Все замерли, и в тишине раздался спокойный голос пана Бенедикта, спросившего по-польски:

— Разве вы не знаете меня?

— Я никого не знаю и знать не хочу, а вы должны знать, кто я! — развязно объявил детина, от которого шел сильный винный дух. — Я, судебный заседатель, объявляю вам, что вы должны сейчас же выбираться из Маковищ и сдать имение поверенному пана Дашкевича, — он не глядя махнул рукой назад, — и вот указ.

Булгарин взял поданную ему бумагу, прочитал и дал прочитать жене.

— Здесь написано, — возразил он, сдерживаясь, — что деньги за имение внесены в суд на контрактах. Однако пан Дашкевич представил большую часть суммы в виде заемных писем, хотя в закладной обязался уплатить всё наличными. Мы подали ему вызов в суд о неисполнении условия и будем ждать решения высшего суда, а прежде того я из Маковищ не выберусь.

— Что вы мне толкуете о ваших вызовах! — рявкнул заседатель. — Не выберетесь добровольно, так мы вас выгоним силой!

Пан Бенедикт рванулся вперед; пани Анеля повисла у него на шее, шепча что-то на ухо, а Елизавета и Антонина держали за руки. На Булгарина было страшно смотреть: он то краснел, то бледнел, а его губы посинели и прыгали. Вдруг он расхохотался:

— А! Вы хотите нас выгнать! Так выгоняйте!

Тадеушек вертел головой, не понимая, что происходит. Их выгоняют из дома? Но почему?
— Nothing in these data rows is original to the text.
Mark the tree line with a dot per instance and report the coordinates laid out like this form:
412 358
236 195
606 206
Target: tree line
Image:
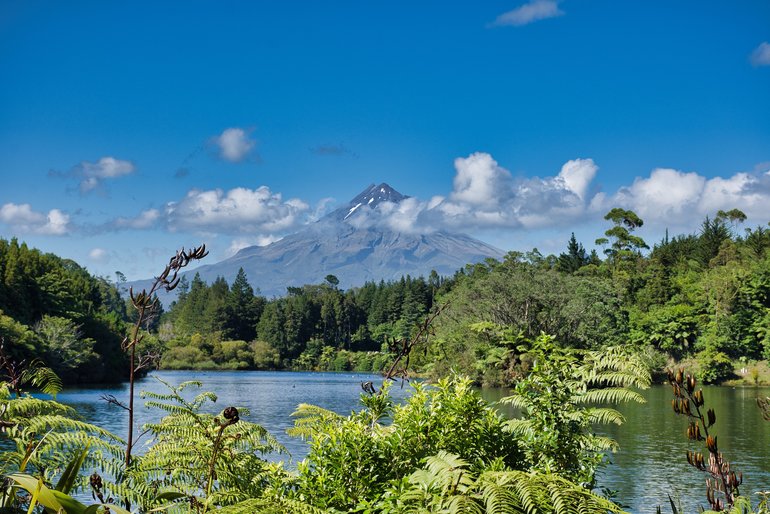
702 299
53 310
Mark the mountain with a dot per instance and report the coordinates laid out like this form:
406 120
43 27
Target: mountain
343 244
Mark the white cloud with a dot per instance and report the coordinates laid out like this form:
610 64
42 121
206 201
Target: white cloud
761 55
486 195
479 180
99 255
238 210
680 199
234 144
92 174
244 242
532 11
577 175
21 218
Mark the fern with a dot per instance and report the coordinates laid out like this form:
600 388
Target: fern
46 437
206 461
558 404
447 485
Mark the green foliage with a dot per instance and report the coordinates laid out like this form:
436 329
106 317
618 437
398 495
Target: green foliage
714 366
209 460
353 459
448 485
557 402
52 309
42 438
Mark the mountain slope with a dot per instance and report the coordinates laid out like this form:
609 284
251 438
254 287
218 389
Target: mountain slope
334 245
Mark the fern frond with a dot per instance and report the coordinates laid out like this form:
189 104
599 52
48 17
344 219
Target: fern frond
610 395
520 427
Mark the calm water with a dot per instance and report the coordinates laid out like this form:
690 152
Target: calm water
650 464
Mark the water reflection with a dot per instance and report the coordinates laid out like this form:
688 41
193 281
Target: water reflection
650 465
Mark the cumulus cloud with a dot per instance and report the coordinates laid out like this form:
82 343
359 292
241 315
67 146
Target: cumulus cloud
234 144
240 243
93 174
532 11
676 198
22 219
239 210
486 195
761 55
99 255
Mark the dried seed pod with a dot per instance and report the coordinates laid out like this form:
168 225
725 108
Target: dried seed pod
712 417
231 415
698 398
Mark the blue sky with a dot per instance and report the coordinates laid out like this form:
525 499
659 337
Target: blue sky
128 130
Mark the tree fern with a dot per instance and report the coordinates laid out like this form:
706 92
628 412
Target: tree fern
447 485
558 403
210 461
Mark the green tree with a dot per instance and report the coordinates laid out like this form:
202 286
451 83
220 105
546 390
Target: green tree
575 257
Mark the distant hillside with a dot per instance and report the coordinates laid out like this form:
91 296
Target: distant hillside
335 245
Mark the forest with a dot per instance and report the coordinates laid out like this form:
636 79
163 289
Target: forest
573 335
701 300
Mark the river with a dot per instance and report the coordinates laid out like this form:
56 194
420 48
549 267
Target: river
650 465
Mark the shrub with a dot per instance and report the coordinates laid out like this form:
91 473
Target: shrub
714 366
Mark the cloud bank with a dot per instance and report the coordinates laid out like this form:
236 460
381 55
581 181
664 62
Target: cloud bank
234 144
530 12
486 196
92 175
21 219
237 211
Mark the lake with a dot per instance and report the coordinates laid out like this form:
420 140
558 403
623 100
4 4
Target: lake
650 465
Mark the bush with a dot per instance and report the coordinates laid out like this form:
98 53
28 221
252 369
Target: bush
715 366
353 459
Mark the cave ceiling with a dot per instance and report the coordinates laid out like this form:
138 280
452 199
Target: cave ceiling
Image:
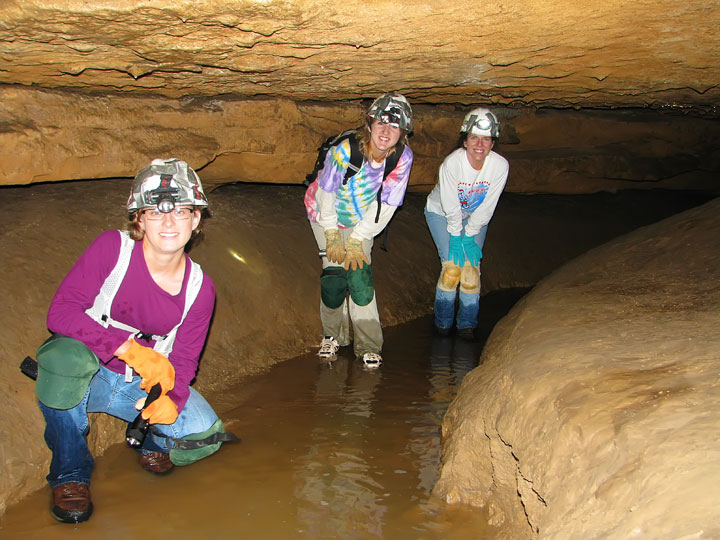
561 54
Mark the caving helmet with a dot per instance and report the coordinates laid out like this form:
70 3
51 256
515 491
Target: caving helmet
481 121
392 108
165 183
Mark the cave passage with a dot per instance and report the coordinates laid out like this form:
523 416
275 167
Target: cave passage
328 451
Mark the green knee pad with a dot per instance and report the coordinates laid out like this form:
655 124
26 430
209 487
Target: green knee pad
200 445
333 286
362 289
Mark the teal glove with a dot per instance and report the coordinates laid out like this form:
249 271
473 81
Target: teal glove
472 250
455 252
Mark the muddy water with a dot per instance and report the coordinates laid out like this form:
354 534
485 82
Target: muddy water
327 451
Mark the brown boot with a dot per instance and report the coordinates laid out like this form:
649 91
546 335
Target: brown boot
156 462
71 502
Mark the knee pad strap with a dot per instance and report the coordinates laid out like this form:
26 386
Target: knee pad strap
449 277
333 286
361 286
470 279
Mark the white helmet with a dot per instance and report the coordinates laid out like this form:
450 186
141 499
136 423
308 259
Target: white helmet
481 121
165 183
392 108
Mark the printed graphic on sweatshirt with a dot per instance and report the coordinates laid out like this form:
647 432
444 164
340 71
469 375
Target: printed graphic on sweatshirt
472 195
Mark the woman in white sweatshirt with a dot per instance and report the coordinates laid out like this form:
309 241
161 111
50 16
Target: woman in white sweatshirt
458 212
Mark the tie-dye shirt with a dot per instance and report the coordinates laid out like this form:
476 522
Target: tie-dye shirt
353 199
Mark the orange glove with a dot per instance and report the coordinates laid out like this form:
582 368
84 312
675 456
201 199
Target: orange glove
161 411
354 254
152 366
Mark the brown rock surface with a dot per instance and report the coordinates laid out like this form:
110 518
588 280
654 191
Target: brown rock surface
594 412
557 54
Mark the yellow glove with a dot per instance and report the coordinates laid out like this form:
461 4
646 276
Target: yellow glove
354 254
334 248
161 411
152 366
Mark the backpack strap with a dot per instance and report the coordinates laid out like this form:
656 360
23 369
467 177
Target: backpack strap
390 163
100 310
356 158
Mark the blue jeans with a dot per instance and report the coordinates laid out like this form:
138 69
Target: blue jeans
469 304
65 430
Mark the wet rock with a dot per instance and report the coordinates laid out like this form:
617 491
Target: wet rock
592 413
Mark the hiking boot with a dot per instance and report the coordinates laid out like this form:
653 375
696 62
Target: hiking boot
466 333
71 502
328 348
156 462
371 360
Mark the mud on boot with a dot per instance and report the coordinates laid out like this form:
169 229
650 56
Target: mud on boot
328 348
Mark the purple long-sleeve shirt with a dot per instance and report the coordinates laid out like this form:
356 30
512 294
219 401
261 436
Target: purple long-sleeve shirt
140 303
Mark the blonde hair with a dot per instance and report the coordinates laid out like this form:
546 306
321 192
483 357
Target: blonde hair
363 138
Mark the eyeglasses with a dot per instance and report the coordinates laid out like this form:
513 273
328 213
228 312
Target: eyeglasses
177 213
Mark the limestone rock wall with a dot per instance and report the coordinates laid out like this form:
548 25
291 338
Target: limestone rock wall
54 136
517 52
593 412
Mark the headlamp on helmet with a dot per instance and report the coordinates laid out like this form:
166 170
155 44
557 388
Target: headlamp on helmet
481 121
165 183
392 108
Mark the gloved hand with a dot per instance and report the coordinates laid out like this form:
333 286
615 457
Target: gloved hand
354 254
152 366
161 411
456 253
334 248
472 250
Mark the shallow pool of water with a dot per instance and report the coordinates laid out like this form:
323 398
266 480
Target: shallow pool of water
328 450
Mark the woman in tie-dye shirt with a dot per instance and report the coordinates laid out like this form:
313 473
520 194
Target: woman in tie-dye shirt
346 211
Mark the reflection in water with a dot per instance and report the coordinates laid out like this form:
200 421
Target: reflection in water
327 451
334 479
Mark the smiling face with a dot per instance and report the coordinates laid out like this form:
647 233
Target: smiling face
382 138
167 233
477 147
Со двора послышалось ржание коней, которых выводили из конюшни. Приехавшие на телегах мужики вытаскивали из сарая экипажи. Заседатель вышел в сени и громко приказал:

— Ступайте в дом и сложите всё барахло в одну комнату, я потом запечатаю.

Поверенный пана Дашкевича тоже ушел.

Булгарины всё еще оставались в комнате. Пан Бенедикт велел женщинам идти одеться, взяв с собой лишь самое необходимое.

— Для вас только, для вашего спокойствия я перенесу эту обиду! Но мы не должны уступать добровольно, пусть выгоняют силой!

Пани Анеля с дочерьми вскоре вернулись, накинув салопы. Пан Бенедикт надел шапку и плащ, снял со стены ружье, взял за руку Тадеуша и вышел с ним на крыльцо. Кони бегали по двору, из дома слышался стук, треск ломаемой мебели, звон посуды…

— Ну, здесь нам делать нечего; пойдем!

Булгарин решительно зашагал к воротам.

— Куда же нам деваться, где голову приклонить? — причитала пани Анеля.

— Пойдем к приятелю моему — пану Струмиле, он приютит нас.

Уже на дороге их догнали слуги, не пожелавшие оставаться в доме без господ. Нянька Тадеуша с криком бросилась к нему и схватила на руки, орошая слезами. Булгарин остановился, велел двум мужчинам и четырем женщинам следовать за ними, а остальным отправляться в Глуск, к его приятелю — пану Ржимовскому, и там ожидать дальнейших распоряжений.